Theatre in Lichfield, England

The Lichfield Garrick is a modern, purpose-built theatre in Lichfield, a city in Staffordshire, England.

The main auditorium seats 562 people and the Studio seats 157 people. The theatre is named after the 18th century actor David Garrick, who was brought up in Lichfield.

The Garrick's programme includes a variety of touring shows as well as its own productions. It is also used for plays and musicals by local amateur companies. Like most British theatres the Garrick also plays host to an annual Christmas pantomime.

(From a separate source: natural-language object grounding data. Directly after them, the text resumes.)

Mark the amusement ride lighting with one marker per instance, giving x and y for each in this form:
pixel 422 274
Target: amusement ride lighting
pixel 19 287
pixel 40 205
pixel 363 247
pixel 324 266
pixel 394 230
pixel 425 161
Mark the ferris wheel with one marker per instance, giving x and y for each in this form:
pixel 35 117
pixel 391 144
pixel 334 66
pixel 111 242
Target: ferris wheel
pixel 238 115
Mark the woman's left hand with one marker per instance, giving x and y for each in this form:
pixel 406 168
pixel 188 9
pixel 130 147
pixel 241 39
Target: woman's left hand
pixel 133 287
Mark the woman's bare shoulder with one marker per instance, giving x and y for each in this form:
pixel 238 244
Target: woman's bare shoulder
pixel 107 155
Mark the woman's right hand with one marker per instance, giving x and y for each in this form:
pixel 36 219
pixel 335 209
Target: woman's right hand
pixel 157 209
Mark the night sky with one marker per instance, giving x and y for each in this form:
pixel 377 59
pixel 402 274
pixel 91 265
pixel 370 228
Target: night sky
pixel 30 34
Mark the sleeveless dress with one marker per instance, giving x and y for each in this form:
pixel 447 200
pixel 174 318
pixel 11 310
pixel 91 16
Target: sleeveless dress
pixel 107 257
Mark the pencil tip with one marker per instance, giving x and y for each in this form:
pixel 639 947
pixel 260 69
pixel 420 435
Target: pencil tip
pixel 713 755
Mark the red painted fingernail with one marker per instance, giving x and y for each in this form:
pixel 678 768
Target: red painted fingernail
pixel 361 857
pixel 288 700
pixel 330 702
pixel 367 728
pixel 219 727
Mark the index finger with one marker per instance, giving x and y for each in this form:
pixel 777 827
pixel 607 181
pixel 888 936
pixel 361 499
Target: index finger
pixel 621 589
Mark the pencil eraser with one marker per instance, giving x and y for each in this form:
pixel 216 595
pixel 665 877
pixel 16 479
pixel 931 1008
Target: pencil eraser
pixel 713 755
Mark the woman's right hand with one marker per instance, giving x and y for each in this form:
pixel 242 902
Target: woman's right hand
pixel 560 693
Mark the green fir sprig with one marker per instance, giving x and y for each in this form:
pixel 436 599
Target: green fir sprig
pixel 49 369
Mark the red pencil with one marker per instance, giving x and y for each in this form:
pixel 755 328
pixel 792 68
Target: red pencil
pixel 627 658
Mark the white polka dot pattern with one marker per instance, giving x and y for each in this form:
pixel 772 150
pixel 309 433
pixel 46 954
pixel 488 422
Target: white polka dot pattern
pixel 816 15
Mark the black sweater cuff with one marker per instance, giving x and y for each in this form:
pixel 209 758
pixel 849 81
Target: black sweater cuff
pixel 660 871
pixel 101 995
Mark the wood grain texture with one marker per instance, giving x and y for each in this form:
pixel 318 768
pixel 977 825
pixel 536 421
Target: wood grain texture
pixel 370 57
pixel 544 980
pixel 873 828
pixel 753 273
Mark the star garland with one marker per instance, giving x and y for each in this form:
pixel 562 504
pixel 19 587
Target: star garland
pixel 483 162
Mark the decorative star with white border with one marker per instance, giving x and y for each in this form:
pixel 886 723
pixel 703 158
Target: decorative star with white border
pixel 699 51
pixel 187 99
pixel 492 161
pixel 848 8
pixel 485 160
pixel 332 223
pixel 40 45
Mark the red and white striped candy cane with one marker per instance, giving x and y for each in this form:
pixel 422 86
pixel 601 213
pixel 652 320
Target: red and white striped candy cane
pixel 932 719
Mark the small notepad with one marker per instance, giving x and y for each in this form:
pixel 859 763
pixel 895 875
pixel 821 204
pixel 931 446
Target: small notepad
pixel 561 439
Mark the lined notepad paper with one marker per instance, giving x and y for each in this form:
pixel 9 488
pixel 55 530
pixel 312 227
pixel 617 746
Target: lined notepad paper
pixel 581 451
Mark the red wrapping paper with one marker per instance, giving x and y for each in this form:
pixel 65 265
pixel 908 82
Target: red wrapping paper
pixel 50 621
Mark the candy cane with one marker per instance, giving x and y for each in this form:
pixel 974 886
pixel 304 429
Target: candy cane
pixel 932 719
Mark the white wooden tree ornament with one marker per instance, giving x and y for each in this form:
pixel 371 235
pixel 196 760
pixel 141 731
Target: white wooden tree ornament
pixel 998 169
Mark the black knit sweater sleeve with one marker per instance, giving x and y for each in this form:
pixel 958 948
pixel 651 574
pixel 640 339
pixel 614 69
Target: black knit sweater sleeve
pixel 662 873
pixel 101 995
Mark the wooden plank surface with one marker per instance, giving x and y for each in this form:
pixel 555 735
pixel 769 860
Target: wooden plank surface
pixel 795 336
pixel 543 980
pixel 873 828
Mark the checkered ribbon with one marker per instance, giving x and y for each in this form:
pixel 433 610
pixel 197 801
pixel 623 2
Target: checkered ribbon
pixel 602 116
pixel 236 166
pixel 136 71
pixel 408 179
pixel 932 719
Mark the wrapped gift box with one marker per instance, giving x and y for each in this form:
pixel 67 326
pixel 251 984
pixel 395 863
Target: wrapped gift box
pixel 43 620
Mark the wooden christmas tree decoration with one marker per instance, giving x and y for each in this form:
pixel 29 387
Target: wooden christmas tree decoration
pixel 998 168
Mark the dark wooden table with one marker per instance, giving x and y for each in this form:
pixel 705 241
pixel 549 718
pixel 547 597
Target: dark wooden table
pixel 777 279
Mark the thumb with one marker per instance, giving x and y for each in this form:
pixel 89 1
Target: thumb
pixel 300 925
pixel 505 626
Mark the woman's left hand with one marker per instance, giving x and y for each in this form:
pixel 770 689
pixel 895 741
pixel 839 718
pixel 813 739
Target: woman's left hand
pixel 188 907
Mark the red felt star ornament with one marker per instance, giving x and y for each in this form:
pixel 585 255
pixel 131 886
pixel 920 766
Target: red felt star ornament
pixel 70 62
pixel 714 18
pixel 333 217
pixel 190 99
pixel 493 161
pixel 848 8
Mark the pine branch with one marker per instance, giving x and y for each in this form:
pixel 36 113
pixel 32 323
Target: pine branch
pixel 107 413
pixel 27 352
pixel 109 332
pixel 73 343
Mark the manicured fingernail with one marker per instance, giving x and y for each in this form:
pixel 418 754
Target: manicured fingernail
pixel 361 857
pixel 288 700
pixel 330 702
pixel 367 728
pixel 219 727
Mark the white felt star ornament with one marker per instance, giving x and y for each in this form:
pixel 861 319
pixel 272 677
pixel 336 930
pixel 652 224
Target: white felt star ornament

The Lichfield Garrick regularly produces and co-produces work, runs an Artist Development programme and a Community Engagement programme that engages with local schools and arts organisations throughout the year. The theatre also runs weekly programmes including the Young Garrick Weekly Youth Theatre.

The Lichfield Garrick is operated as a charitable theatre trust and is independent of Lichfield District Council, although the Council invests in the theatre as its principal partner.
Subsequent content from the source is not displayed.